13 - Trapped

4 0 0
                                    

Aeden's most vivid memory of his sister was the night he lost her.

The sky was perfectly clear, a welcome rarity. He and Sorcha laid on the grass outside their home, watching the stars. His mother had told them how humans traced imaginary patterns between them and made stories; they were trying to do it themselves, finding scattered images of birds and trees and roots. The wind rustled the leaves overhead, carrying the scent of rich foliage with it. It was winter, but their parents' powers kept the clearing filled with beds of soft grass and flowers. That was one of Aeden's favourite things about this place.

But this game bored him.

"I can't understand it," he sighed, relaxing into the ground. "Stars are stars. Their patterns are the ones we see."

"That's because you have no imagination. You've got to trace lines in your mind," Sorcha said, poking his temple.

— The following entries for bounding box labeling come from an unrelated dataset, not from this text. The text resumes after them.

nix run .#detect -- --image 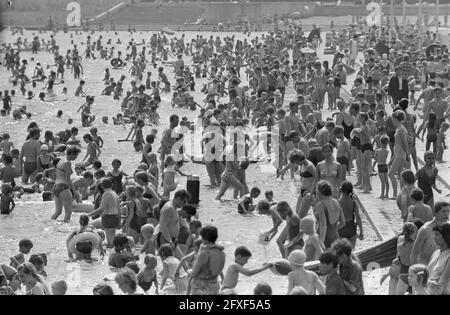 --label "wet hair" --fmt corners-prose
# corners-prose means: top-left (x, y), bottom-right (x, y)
top-left (319, 251), bottom-right (339, 268)
top-left (250, 187), bottom-right (261, 197)
top-left (80, 214), bottom-right (89, 226)
top-left (113, 233), bottom-right (128, 253)
top-left (189, 220), bottom-right (202, 231)
top-left (402, 222), bottom-right (417, 247)
top-left (433, 222), bottom-right (450, 248)
top-left (400, 170), bottom-right (416, 185)
top-left (101, 178), bottom-right (113, 189)
top-left (380, 136), bottom-right (390, 145)
top-left (234, 246), bottom-right (252, 258)
top-left (317, 180), bottom-right (333, 197)
top-left (333, 126), bottom-right (344, 136)
top-left (115, 268), bottom-right (137, 291)
top-left (158, 244), bottom-right (173, 259)
top-left (200, 225), bottom-right (219, 243)
top-left (392, 110), bottom-right (405, 121)
top-left (331, 238), bottom-right (352, 257)
top-left (411, 188), bottom-right (423, 201)
top-left (145, 134), bottom-right (155, 144)
top-left (173, 189), bottom-right (191, 201)
top-left (256, 200), bottom-right (270, 214)
top-left (3, 154), bottom-right (14, 164)
top-left (19, 238), bottom-right (34, 249)
top-left (322, 143), bottom-right (334, 153)
top-left (94, 170), bottom-right (106, 178)
top-left (434, 201), bottom-right (450, 213)
top-left (125, 261), bottom-right (140, 274)
top-left (182, 205), bottom-right (197, 217)
top-left (340, 181), bottom-right (353, 196)
top-left (66, 146), bottom-right (81, 155)
top-left (253, 282), bottom-right (272, 295)
top-left (409, 264), bottom-right (430, 287)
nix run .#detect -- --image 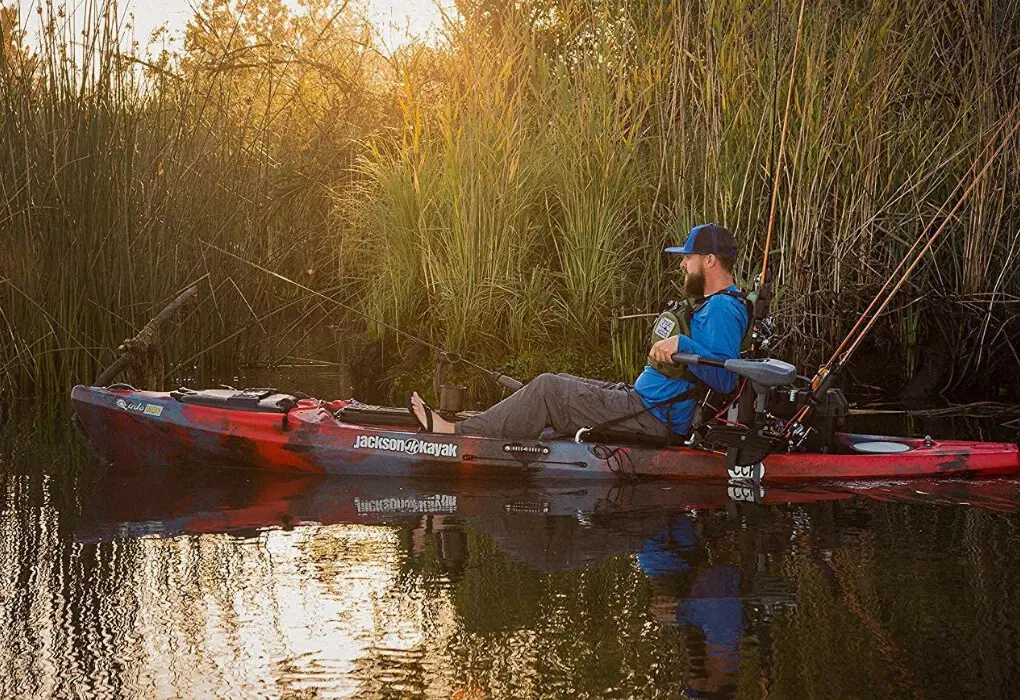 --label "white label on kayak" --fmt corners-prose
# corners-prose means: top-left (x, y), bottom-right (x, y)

Her green eyes roved back to the sky, and she blew a strand of brown hair from her forehead. Like Aeden, her features were beginning to lose the roundness of youth.

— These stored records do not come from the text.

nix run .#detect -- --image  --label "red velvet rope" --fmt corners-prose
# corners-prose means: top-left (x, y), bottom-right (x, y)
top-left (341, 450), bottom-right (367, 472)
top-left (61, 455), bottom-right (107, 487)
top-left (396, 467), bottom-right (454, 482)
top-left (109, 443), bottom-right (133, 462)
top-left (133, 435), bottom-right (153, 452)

"I know that," Aeden snapped. "But why? If I wanted to look at a tree, I'd look at a tree. Not some distant sparks."

"But there's stories in those sparks."

He poked her side. She was sensitive there, and rolled away with a yelp. Leaves were tangled in her hair when she righted herself, sticking her tongue out like a child.

"Not real stories," Aeden said. "Nevan tells us the real ones. The stars are just—"

"Da wouldn't know a good tale if it slapped him," Sorcha sniffed. She made to sit, glared at Aeden until he held his hands up in innocent defeat, laid herself onto the grass. Lifting her arm, she traced some unknown image onto the mosaic of stars stretched above them. Without the moon's light, they shone brighter than ever. "To be honest, I don't understand the patterns either. But... maybe their stories aren't so bad. I like the ones about us."

"Are you serious? We're monsters in half." He waved vaguely, remembering his scattered encounters with humans when he found travellers or ventured too close to the nearby town. Upon seeing him shift, they'd said the same things. Demon, goblin, spirit, omen. And when he snuck away from home, disguised himself, and lingered near the inn—Sorcha often joined him for those visits—he'd heard tales of púcai specifically. One involved taming a púca with iron spurs. His skin itched merely thinking of it.

"Only in half. There are plenty of legends where they admire sídhe and we give them little gifts." Sorcha shrugged, smiling faintly. "But have you ever thought that, maybe, we are a bit like monsters?"

Aeden felt his smile fade. "Don't say that."

"Not us, not really, but there's plenty of sídhe that treat them like toys. I can't blame them for being scared." She hummed. "I think humans are interesting. I want to learn about them too. Maybe I'll give one a gift one day and see what happens."

He thought for a moment, turning her words over in his mind. They weren't toys, but he'd never placed much interest in humans: they were occasionally entertaining to mess with, and that was all. They were too different and too wary, with their iron weapons and charms.

Perhaps Sorcha had seen something he didn't. She was younger than him, and her little whims were ever-changing, but she had that sort of look in her eyes.

"You're strange," he relented, stretching his arms above his head. "But I'd like to see that."

><><

Aeden had forgotten pain could be so heavy.

The chains burned in a way Maeve's fire never could, every link searing into his flesh like a brand. But the iron cut deeper than that: its power blistered his muscles and nerves raw, sliced his bones with molten claws, tore into his soul and bled him of his strength. If he tried to shift—anything, anything small enough to escape—the agony surged, and he drowned in it. He was trapped as a human. Blunt teeth, clipped nails. No way to slip free.